0
votes

I'm trying to write a parser using flex and bison.However, no matter how I modify the files, the error "syntax error in line 1" always appears. This is the test.vm file of yyinput:

$asfdfsdf
sdfsdfs
sdfsdfsd
sdfsdfsd
sfsdfd

this is the vtl4.l file:

%{
#include<stdio.h>
#include<string.h>
#include "context.h"
#include "bool.h"
#include "vtl4.tab.h"
%}
%%
(.|\n)* {yylval.string = yytext;return CONTENT;}
<<EOF>> {return FINAL;}
%%

This is the vtl4.y file:

%{
#include <stdio.h>
#include <stdlib.h>
#include <string.h>
#include "bool.h"
#include "parser.h"
#include "context.h"
#include "vtl4.tab.h"

extern FILE * yyin;
extern FILE * yyout;
extern int yylex();
extern int yywrap();
%}

%union {
struct simpleNode *ast;
double d;
int i;
bool b;
char* string;
struct symbol *sym;
}

%type <ast> root stmts stmt

%token <string> CONTENT

%token FINAL

%%

root:stmts FINAL {printf("root\n");$$ = process($1);traverse($$);}
;

stmts: {printf("stmts:stmt\n");$$ = 0;}
|stmts stmt {printf("stmts:stmts stmt\n");$$ = add_ybrother($1,$2);}
;

stmt:CONTENT {printf("stmt\n");$$ = text($1);}
;

%%
int main(){
FILE *src;
src = fopen("test.vm","r");
yyin = src;
yyparse();
fclose(src);
return 1;
}

int yywrap(){
return 1;
}

Makefile:

CC=cc

FLEX=vtl4.l

BISON=vtl4.y

parse:vtl4.tab.c lex.yy.c
       $(CC) -o out *.c -ll


vtl4.tab.c:$(BISON)
      bison -d $(BISON) --report=all

lex.yy.c:$(FLEX)
        flex $(FLEX)

when I run ./out ,it will print the right result,but always says "line:1: error: syntax error" at last!I don't know why?

It works well when I edit the lex rule

<<EOF>> {return FINAL;}

to

<<EOF>> {yyterminate();}

and modify the yacc rule

root:stmts FINAL {printf("root\n");$$ = process($1);traverse($$);}

to

root:stmts {printf("root\n");$$ = process($1);traverse($$);}

but I don't know why?

1

1 Answers

2
votes

By using the return FINAL in the <<EOF>> rule the tokenizer will keep returning FINAL on an end-of-file.
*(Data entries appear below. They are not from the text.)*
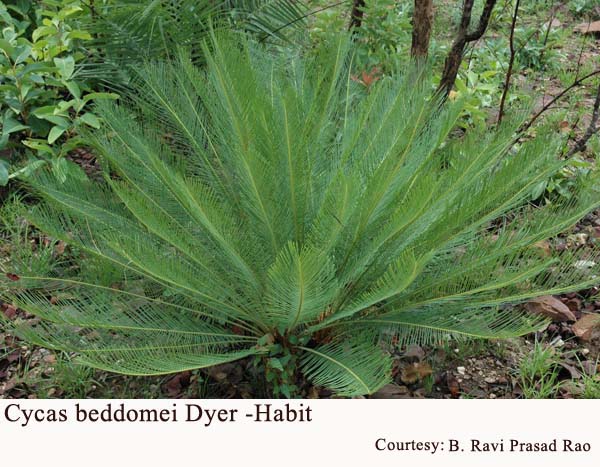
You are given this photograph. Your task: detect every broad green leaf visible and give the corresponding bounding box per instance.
[2,114,29,135]
[0,38,15,57]
[0,159,8,186]
[83,92,119,102]
[79,112,100,128]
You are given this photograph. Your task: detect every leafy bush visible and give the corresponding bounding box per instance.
[0,0,116,185]
[3,34,600,396]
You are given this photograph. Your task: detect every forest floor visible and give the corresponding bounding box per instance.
[0,2,600,399]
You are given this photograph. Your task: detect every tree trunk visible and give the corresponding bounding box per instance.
[410,0,433,61]
[438,0,497,96]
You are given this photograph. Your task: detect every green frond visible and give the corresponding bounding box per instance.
[264,243,338,329]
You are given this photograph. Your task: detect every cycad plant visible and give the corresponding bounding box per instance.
[5,34,600,396]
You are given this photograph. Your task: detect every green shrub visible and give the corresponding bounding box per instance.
[0,0,116,185]
[3,40,600,396]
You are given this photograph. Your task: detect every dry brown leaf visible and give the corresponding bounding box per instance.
[371,384,410,399]
[575,21,600,34]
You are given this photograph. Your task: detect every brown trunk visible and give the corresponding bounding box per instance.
[410,0,433,61]
[438,0,497,96]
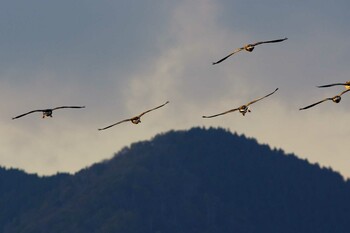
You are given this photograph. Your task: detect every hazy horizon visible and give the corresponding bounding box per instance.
[0,0,350,178]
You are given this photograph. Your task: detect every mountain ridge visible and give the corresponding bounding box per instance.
[0,128,350,233]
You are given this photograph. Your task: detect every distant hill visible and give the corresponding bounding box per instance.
[0,128,350,233]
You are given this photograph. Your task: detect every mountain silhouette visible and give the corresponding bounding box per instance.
[0,128,350,233]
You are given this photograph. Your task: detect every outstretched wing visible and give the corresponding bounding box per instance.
[246,88,278,106]
[251,37,288,46]
[98,119,131,130]
[138,101,169,117]
[317,83,349,88]
[52,106,85,111]
[12,110,45,120]
[299,98,333,110]
[202,108,239,118]
[339,89,350,96]
[213,47,244,65]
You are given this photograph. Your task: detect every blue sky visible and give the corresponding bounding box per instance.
[0,0,350,177]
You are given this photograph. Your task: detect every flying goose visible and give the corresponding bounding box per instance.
[299,89,350,110]
[12,106,85,120]
[98,101,169,130]
[213,37,288,65]
[202,88,278,118]
[317,81,350,90]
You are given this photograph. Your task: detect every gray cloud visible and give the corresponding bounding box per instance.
[0,0,350,176]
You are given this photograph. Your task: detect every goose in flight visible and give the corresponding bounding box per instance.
[12,106,85,120]
[317,81,350,90]
[299,89,350,110]
[202,88,278,118]
[213,37,288,65]
[98,101,169,130]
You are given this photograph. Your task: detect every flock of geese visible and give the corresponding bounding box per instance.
[12,38,350,130]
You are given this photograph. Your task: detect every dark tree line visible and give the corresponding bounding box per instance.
[0,128,350,233]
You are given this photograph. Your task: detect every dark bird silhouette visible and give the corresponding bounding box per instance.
[317,81,350,90]
[98,101,169,130]
[213,37,288,65]
[202,88,278,118]
[299,89,350,110]
[12,106,85,120]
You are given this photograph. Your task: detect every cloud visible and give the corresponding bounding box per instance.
[0,0,350,176]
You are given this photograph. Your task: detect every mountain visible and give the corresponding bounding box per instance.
[0,128,350,233]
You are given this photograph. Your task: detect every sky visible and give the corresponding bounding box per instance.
[0,0,350,178]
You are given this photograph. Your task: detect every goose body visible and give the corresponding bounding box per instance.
[202,88,278,118]
[213,37,288,65]
[299,89,350,110]
[12,106,85,120]
[98,101,169,130]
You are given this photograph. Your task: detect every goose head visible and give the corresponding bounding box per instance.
[244,44,254,52]
[238,105,250,116]
[332,95,341,103]
[131,117,141,124]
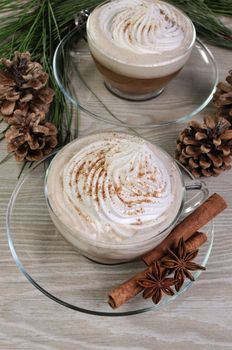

When flex is used in combination with bison you don't have to (and should not) make use of an explicit end-of-file token. Just rely on the 0 that will be returned by yylex on end-of-file, provided yywrap returns 1. This is exactly what yyterminate does for you too and that is why that works fine.

In this case the grammar is confronted with an endless stream of FINAL tokens that it can't handle. Of course you should not accommodate this endless stream in your grammar because the grammar will then be 'correct' but will never terminate.

I assume you are aware your tokenizer will match a complete file in a single CONTENT token, so even though your grammar supports a list of CONTENT tokens it will always see only one.

P.S: I found the problem by using the -t option to bison which adds a debug trace to the parsers and it showed that it choked on the second occurrence of FINAL.

P.S2: In the Makefile you used *.c in the compiler invocation for parse. This is quite dangerous as some random .c files may hang out in your directory. Better use $^ to refer to all files the rule depends on.

P.S3: As you have defined your own yywrap and main you can lose the -ll.